Mais vrai, j’ai trop pleuré. Les aubes sont navrantes,
Toute lune est atroce et tout soleil amer.
L’âcre amour m’a gonflé de torpeurs enivrantes.
Oh ! que ma quille éclate ! Oh ! que j’aille à la mer !

Si je désire une eau d’Europe, c’est la flache,
Noire et froide, où, vers le crépuscule embaumé,
Un enfant accroupi, plein de tristesse, lâche
Un bateau frêle, comme un papillon de mai[1].

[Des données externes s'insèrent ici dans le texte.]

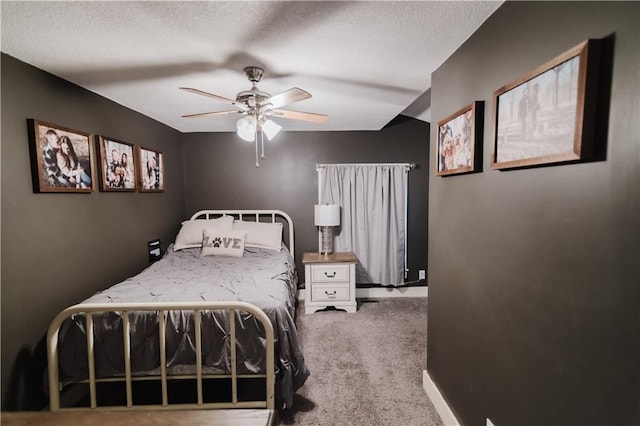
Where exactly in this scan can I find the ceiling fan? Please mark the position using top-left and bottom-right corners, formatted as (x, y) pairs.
(180, 66), (328, 167)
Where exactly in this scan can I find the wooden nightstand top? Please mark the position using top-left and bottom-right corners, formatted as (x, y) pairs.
(302, 252), (358, 264)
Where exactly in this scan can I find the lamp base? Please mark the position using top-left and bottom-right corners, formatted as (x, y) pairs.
(320, 226), (333, 255)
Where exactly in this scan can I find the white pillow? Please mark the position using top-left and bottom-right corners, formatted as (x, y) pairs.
(202, 227), (247, 257)
(173, 216), (233, 251)
(232, 220), (282, 251)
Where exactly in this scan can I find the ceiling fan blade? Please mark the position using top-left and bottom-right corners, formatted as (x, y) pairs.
(182, 110), (242, 118)
(180, 87), (243, 108)
(259, 87), (311, 109)
(268, 109), (329, 123)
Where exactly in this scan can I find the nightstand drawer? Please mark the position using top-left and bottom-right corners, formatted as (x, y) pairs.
(311, 264), (349, 283)
(311, 283), (349, 302)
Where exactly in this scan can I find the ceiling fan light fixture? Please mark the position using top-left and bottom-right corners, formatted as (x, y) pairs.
(236, 115), (256, 142)
(262, 120), (282, 140)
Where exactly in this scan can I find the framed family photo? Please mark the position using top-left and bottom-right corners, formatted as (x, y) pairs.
(436, 101), (484, 176)
(98, 136), (137, 192)
(137, 147), (164, 192)
(491, 40), (598, 169)
(27, 119), (95, 193)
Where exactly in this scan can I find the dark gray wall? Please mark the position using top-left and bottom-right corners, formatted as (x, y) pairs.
(427, 2), (640, 426)
(1, 54), (184, 410)
(183, 117), (429, 284)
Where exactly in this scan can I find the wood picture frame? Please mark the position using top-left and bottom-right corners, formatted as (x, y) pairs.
(491, 40), (599, 169)
(97, 136), (138, 192)
(136, 147), (165, 192)
(27, 119), (95, 193)
(436, 101), (484, 176)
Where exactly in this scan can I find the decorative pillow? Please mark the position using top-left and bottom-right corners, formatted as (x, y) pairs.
(173, 216), (233, 251)
(202, 228), (247, 257)
(232, 220), (282, 251)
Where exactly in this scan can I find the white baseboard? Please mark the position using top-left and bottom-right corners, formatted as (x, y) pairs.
(422, 370), (460, 426)
(298, 286), (429, 300)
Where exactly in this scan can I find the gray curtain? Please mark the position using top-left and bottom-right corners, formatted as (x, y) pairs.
(318, 164), (409, 286)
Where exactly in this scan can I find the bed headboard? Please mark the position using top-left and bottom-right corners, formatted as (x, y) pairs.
(191, 210), (295, 257)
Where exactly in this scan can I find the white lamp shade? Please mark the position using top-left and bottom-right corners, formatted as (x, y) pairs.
(236, 115), (256, 142)
(313, 204), (340, 226)
(262, 120), (282, 140)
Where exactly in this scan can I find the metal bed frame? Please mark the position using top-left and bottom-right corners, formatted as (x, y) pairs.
(47, 210), (294, 411)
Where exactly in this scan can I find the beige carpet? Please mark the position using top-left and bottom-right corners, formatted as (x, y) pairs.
(280, 298), (443, 426)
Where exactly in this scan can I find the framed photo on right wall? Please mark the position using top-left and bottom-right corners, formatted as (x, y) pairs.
(137, 147), (164, 192)
(491, 40), (599, 169)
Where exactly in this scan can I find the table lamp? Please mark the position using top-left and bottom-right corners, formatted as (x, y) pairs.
(313, 204), (340, 255)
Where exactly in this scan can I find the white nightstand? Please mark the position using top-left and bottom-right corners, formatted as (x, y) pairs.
(302, 252), (358, 314)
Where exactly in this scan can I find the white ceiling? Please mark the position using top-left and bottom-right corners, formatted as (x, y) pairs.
(0, 1), (502, 132)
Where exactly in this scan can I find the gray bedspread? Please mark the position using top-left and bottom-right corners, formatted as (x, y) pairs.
(60, 246), (309, 407)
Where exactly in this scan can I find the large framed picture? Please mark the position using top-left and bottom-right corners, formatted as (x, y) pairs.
(98, 136), (137, 192)
(138, 147), (164, 192)
(436, 101), (484, 176)
(491, 40), (599, 169)
(27, 119), (94, 193)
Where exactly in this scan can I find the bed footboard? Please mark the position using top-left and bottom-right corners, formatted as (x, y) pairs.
(47, 302), (275, 411)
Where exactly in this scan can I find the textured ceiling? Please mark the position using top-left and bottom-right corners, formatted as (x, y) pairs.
(0, 1), (501, 132)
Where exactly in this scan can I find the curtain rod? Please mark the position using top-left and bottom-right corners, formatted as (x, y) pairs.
(316, 163), (416, 170)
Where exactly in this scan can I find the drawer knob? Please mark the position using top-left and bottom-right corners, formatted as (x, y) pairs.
(324, 290), (337, 299)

Et cela fut, en vérité, prophétique des désirs constants de l’autre Rimbaud, qui même avant ses souffrances, avant ses échecs, en pleine fièvre de vie et d’action, entrevoyait, comme but seul désirable, le repos.

§

Toute l’œuvre de Rimbaud, très heurtée, est loin d’avoir la beauté de forme et l’envergure des fragments précités. Mais, même en ses ombres les plus déconcertantes, elle échappe, pour des raisons que nous allons dire, à la critique agressive : c’est que, à l’exception de Une saison en enfer, cette œuvre n’était pas destinée à une publicité immédiate. Il est certain que l’auteur ne fut pour rien dans l’impression des Illuminations et des Poésies. Peut-être même les eût-il gardées toujours inédites[2].

Ces conditions d’intimité, de réserve, n’enlèvent rien à la valeur formelle de cette littérature. Elles présentent au contraire ce singulier avantage de permettre l’admiration en jugulant d’avance tout reproche. C’est un réseau maillé sur chair, à travers quoi passeraient les caresses, mais qui défendrait des injures. Le grief capital porterait, en effet, sur l’individualisme outrancier, sur l’obscurité opiniâtre de la plupart de ces proses. Telle par exemple :

MYSTIQUE

Sur la pente du talus, les anges tournent leurs robes de laine, dans les herbages d’acier et d’émeraude.

  1. Bateau ivre, Œuvres, p. 96.
  2. Le manuscrit des Poésies, retrouvé par Ch. de Sivry, fut remis par Verlaine à la Vogue, et publié sous l’autorité de M. Gustave Kahn (note de M. Paterne Berrichon, in : J.-A. Rimbaud, Œuvres, p. 116).